EL REINO PROMETIDO
El
mundo infernal comenzó para ella desde el útero, que la rechazó dos meses antes
de lo previsto. Sus treinta años habían sido una penosa sucesión de
frustraciones, pruebas fallidas, duelos interminables y dolores físicos, que de
tan conocidos se habían hecho casi dulces compañeros.
El
último año, al regresar de un retiro monacal voluntario, en el que midió el
completo vacío de su existencia, creyendo que no había nada peor, encontró su
casa ardiendo y así conoció algo más cruel: la indigencia.
Vagaba
por las calles con lo puesto y descubrió que aún se podía caer más bajo; comía
si daba a otros unos minutos de su cuerpo, ausente de emociones.

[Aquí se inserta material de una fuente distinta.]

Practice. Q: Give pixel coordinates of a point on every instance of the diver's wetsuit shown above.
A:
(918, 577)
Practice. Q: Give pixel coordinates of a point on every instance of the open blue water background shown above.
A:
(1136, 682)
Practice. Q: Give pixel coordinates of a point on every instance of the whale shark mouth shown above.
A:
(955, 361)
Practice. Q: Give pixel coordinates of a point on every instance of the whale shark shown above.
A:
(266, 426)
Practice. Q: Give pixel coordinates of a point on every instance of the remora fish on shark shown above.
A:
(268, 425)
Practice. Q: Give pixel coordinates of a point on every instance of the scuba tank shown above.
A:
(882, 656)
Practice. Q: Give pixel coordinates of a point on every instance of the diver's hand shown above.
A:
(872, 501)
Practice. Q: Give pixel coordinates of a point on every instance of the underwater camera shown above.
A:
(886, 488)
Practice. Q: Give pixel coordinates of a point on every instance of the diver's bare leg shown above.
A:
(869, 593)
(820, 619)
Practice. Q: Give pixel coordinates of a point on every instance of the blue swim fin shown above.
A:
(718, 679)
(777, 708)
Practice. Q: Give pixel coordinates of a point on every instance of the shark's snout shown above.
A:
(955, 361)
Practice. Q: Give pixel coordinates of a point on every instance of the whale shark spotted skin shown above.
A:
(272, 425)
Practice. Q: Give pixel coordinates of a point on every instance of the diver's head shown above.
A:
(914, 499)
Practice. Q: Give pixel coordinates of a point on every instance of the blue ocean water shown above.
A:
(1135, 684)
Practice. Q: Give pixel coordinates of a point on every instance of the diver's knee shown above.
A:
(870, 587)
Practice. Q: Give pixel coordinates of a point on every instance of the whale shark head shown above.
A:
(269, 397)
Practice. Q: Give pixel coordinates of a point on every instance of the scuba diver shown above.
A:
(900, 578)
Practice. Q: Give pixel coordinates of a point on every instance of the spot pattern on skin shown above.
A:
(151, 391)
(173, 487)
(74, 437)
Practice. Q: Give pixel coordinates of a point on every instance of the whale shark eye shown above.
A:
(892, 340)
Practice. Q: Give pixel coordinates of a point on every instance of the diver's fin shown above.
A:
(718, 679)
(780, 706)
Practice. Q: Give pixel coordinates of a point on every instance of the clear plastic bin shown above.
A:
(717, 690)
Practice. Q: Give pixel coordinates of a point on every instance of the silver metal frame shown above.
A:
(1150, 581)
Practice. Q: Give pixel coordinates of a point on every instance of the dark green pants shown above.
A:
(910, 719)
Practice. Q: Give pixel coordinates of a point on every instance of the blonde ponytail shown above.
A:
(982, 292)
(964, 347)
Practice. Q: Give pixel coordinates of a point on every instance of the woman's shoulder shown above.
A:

Sola, sin un
perro que le ladrara, añoró las amistades engañosas de la adolescencia, los
hombres abusadores de la juventud, las internaciones y salidas de nidos de
cemento y cristal. En ese entonces tenía un nombre propio y sentimientos.
Hacía
quince días había encontrado una paloma herida en el parque, la curó con sus
manos calentadas a soplo, y recibió de ella la fidelidad simple que no necesita
de palabras.
Ayer
se dio cuenta de que al hacerse cargo de ese pequeño plumaje, había entrado por
primera vez al reino del aquí y ahora perfecto y nunca el mismo; ése que no
frustra porque está exento de futuro y de pasado.
Cuando
la paloma voló, como vuela un hijo, conoció la riqueza del instante fugitivo y
la felicidad.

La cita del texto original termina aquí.